The European Bank for Reconstruction and Development (EBRD) has marked a historic milestone by issuing its first-ever Eurobond both denominated and settled in Georgian lari (GEL).
The five-year bond totalling 120 million GEL (about 49m/€46.7m*) was lead-managed and underwritten by one of the leading banks in Georgia TBC Bank. The coupon on the EBRD’s inaugural GEL-settled Eurobond is linked to the three-month rate on certificates of deposit (CDs) issued by the National Bank of Georgia (NBG).
The EBRD will apply for the bonds to be listed on the London Stock Exchange, following which an application will be made to the NBG for the Eurobond to be eligible for sale and repurchase operations carried out by the NBG.
Issuance of GEL-denominated Eurobonds under the EBRD’s Global Medium Term Note (GMTN) Programme that will be listed on the London Stock Exchange is an important achievement for the Georgian financial sector that will further support the liquidity of the local currency and attract international investors to the domestic market,” said Vakhtang Butskhrikidze, CEO of TBC Bank.
We hope that increased availability of GEL-denominated AAA-rated bonds will increase the attractiveness of the Georgian capital markets for local and foreign investors alike,” added Archil Mestvirishvili, Vice Governor of the NBG.

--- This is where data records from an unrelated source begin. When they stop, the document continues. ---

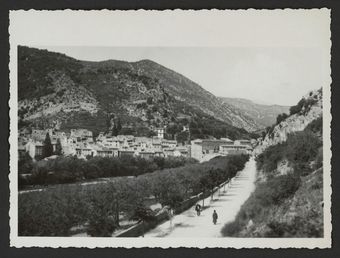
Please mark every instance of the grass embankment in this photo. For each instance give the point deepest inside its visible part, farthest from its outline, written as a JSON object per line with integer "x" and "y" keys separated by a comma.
{"x": 287, "y": 202}
{"x": 101, "y": 207}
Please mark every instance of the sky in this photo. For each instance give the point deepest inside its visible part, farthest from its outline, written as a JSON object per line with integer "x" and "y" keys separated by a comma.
{"x": 265, "y": 75}
{"x": 270, "y": 56}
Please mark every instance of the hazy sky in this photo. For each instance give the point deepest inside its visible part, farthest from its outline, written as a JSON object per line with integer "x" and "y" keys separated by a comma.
{"x": 271, "y": 56}
{"x": 268, "y": 75}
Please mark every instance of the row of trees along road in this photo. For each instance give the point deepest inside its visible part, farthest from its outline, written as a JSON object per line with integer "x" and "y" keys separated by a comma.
{"x": 102, "y": 206}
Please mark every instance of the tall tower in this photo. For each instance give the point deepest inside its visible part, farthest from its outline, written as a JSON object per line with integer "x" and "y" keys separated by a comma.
{"x": 160, "y": 133}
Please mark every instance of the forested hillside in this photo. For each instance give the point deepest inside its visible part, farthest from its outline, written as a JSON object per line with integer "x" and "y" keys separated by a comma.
{"x": 288, "y": 200}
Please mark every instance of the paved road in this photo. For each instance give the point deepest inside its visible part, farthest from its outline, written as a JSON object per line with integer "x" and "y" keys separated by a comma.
{"x": 227, "y": 205}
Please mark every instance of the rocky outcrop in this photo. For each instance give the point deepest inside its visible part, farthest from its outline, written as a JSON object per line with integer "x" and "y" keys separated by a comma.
{"x": 49, "y": 83}
{"x": 311, "y": 109}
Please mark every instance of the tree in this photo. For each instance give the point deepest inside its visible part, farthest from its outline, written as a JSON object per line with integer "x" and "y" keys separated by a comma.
{"x": 281, "y": 117}
{"x": 47, "y": 147}
{"x": 58, "y": 148}
{"x": 143, "y": 214}
{"x": 149, "y": 100}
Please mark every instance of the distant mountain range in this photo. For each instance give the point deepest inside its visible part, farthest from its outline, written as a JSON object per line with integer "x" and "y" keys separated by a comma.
{"x": 62, "y": 92}
{"x": 263, "y": 115}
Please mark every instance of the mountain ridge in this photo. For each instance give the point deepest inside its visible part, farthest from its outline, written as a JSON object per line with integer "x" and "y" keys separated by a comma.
{"x": 57, "y": 88}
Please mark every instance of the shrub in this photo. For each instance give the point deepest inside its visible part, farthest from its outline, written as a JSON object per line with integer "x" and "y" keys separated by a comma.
{"x": 281, "y": 117}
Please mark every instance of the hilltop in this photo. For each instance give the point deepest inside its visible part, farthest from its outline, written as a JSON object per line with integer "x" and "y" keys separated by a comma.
{"x": 288, "y": 199}
{"x": 62, "y": 92}
{"x": 263, "y": 115}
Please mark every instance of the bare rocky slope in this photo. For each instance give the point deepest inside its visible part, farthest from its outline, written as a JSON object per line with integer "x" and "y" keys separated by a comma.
{"x": 309, "y": 109}
{"x": 54, "y": 88}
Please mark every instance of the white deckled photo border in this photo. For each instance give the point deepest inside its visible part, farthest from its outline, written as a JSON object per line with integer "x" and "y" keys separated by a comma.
{"x": 159, "y": 28}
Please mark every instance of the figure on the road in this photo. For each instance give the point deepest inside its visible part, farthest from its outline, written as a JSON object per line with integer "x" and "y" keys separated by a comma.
{"x": 198, "y": 209}
{"x": 215, "y": 216}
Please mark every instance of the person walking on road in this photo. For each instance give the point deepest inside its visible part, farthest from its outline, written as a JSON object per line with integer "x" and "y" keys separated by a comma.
{"x": 215, "y": 216}
{"x": 198, "y": 209}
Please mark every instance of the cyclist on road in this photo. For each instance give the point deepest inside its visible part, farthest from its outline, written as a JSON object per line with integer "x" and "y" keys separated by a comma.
{"x": 215, "y": 216}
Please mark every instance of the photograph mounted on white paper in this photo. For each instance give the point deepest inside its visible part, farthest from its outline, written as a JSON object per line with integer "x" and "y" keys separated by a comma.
{"x": 173, "y": 129}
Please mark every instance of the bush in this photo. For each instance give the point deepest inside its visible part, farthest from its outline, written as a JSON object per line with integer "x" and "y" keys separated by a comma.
{"x": 54, "y": 211}
{"x": 300, "y": 149}
{"x": 71, "y": 169}
{"x": 281, "y": 117}
{"x": 265, "y": 197}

This transaction is in line with the EBRD’s strategy in Georgia to deepen financial intermediation and develop local currency and capital markets to enable the local private sector access to finance.
To date, the EBRD has invested a total of €30.1 billion in 205 projects in various sectors of the Georgian economy.
*Currency conversions reflect National Bank of Georgia values as of today.